At the same time, there appears to be a growing acceptance of women entrepreneurs and employers in the Middle East, as men recognize the efficiency of working with, and for, women.

"I never felt that being a female-led company in this region and culture was an issue for us," said Al Hassan. "It was very difficult in the early days because when customers would hear 'women working from home,' they would say, 'Are you sure? How do you ensure the quality?' That was until they tried the service. Today a lot of customers are great champions of our business and success — they refer us; they invite us to conferences; they believe in us."

Belief and support extend to the largely male management team at Ureed, as well. "They don't' have an issue with working for a woman," Al Hassan said. "On the contrary, they say, 'We need more women, because women increase productivity.'"

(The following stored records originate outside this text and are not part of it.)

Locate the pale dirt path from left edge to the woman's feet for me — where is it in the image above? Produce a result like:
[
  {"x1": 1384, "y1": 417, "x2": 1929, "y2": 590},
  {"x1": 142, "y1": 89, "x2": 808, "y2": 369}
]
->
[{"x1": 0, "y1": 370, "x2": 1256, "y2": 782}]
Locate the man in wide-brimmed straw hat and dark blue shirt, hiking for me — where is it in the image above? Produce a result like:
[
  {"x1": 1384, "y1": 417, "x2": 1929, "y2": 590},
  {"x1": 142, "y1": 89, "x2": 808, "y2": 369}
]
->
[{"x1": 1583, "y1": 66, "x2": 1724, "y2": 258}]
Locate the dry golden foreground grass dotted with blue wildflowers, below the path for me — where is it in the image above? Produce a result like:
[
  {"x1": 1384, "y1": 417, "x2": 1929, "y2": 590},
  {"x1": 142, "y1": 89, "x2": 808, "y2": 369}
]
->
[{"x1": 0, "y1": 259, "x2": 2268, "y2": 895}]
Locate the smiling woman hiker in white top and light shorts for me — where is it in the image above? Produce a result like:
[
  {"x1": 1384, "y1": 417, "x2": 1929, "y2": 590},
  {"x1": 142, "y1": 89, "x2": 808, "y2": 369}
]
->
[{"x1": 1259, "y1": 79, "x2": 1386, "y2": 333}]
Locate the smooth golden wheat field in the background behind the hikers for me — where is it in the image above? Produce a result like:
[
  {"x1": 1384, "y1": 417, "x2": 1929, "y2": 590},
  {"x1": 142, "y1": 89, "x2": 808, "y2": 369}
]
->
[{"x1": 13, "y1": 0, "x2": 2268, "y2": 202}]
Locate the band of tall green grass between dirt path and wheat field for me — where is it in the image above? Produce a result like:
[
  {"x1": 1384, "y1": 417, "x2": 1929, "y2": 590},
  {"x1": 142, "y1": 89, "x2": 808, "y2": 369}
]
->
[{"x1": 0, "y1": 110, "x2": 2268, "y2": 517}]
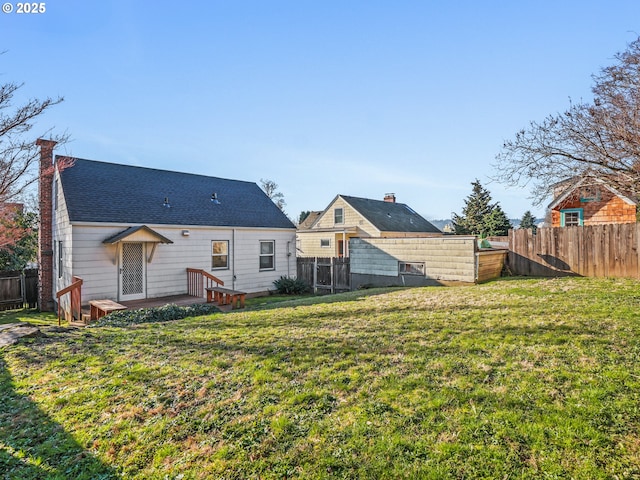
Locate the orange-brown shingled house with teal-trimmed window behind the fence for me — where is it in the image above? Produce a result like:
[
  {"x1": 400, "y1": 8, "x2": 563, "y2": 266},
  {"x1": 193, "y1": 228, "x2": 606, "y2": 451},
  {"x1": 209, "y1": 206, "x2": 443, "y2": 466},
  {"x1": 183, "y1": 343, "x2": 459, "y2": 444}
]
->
[{"x1": 549, "y1": 175, "x2": 638, "y2": 227}]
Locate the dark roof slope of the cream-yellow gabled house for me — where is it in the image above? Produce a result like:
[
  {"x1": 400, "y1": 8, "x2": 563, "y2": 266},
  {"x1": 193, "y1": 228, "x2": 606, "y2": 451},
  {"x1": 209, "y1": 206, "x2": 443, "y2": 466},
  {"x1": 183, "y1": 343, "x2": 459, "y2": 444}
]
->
[{"x1": 340, "y1": 195, "x2": 442, "y2": 233}]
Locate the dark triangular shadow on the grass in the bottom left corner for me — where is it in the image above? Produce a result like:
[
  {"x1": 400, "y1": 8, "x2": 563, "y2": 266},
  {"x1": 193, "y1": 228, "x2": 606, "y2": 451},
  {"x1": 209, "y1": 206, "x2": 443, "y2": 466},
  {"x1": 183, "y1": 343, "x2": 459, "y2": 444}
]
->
[{"x1": 0, "y1": 354, "x2": 119, "y2": 479}]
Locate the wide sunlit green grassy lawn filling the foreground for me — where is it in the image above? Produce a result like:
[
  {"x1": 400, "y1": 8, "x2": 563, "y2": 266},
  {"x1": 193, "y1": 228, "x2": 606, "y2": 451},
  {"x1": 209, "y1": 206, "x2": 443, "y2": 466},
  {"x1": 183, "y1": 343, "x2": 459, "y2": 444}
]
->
[{"x1": 0, "y1": 278, "x2": 640, "y2": 479}]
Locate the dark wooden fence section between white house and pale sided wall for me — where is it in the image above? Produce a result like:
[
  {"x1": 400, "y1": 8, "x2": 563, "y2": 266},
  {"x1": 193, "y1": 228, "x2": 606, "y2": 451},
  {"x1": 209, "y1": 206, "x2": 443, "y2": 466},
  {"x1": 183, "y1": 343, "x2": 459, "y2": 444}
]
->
[{"x1": 296, "y1": 257, "x2": 351, "y2": 293}]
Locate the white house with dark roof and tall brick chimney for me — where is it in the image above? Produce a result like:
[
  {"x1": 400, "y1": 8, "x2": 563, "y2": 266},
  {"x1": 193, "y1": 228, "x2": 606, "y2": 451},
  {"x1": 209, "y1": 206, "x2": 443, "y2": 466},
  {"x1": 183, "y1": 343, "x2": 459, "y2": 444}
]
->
[{"x1": 39, "y1": 140, "x2": 296, "y2": 309}]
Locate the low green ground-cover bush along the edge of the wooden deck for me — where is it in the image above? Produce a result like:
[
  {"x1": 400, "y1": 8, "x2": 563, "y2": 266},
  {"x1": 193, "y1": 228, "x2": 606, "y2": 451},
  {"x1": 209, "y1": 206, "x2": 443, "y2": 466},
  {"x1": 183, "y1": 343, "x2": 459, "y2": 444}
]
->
[{"x1": 91, "y1": 303, "x2": 220, "y2": 327}]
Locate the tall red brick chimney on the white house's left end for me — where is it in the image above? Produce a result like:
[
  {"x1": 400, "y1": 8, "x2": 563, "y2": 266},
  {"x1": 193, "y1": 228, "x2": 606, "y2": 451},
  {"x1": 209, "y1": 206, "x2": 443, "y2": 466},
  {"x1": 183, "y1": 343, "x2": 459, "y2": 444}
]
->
[{"x1": 36, "y1": 138, "x2": 57, "y2": 312}]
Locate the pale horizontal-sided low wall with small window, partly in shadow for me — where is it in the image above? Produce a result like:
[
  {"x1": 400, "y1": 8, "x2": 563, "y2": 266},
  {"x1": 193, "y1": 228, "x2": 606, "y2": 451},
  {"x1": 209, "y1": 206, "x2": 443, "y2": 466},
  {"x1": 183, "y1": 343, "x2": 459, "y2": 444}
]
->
[{"x1": 349, "y1": 236, "x2": 476, "y2": 282}]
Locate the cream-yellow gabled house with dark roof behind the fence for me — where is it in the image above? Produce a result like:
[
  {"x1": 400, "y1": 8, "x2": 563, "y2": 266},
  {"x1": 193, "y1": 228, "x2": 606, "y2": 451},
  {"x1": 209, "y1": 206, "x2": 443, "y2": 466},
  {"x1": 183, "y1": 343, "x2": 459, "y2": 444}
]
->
[{"x1": 296, "y1": 194, "x2": 442, "y2": 257}]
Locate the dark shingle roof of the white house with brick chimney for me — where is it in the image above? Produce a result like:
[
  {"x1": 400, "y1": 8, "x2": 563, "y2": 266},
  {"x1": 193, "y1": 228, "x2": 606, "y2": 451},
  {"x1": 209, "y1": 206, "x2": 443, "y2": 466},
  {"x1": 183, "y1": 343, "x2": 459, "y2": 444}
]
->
[{"x1": 60, "y1": 159, "x2": 295, "y2": 228}]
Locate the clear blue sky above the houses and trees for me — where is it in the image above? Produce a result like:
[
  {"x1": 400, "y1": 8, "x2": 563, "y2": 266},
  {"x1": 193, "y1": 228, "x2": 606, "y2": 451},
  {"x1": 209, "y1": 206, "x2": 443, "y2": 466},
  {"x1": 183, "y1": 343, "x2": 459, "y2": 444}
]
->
[{"x1": 0, "y1": 0, "x2": 640, "y2": 219}]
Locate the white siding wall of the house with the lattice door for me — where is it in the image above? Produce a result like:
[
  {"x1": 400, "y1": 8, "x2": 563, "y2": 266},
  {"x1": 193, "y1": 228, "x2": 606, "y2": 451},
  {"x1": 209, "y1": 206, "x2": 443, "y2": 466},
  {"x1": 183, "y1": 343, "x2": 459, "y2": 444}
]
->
[{"x1": 66, "y1": 224, "x2": 295, "y2": 303}]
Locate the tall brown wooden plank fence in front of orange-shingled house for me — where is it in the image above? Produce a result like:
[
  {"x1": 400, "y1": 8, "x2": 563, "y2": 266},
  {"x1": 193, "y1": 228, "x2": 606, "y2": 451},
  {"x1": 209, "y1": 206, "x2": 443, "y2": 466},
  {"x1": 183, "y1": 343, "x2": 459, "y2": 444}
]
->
[{"x1": 507, "y1": 223, "x2": 640, "y2": 278}]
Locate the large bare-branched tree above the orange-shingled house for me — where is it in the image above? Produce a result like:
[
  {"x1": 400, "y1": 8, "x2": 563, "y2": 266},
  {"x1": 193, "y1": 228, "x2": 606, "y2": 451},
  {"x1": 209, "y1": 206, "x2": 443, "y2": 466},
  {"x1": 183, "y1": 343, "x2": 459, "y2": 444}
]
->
[{"x1": 494, "y1": 38, "x2": 640, "y2": 204}]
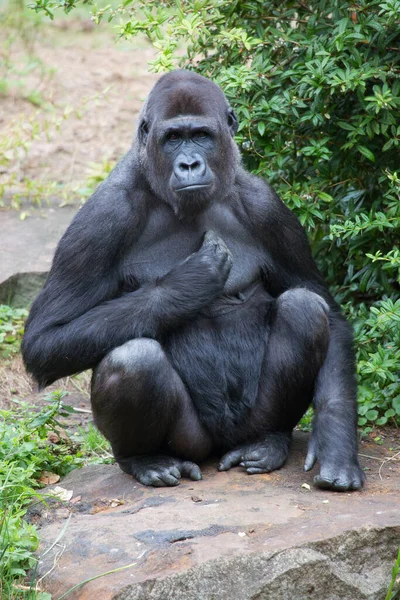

Looking out five years, Ureed's founder and CEO sees even greater opportunities for her largely female staff, her pool of female freelancers and the company she started.

"I want to build a billion-dollar business that impacts people," she said. "I measure the success of the platform by how many customers are leveraging the platform to meet their budgets and fulfill their needs, and by how many workers and freelancers are benefiting from it financially."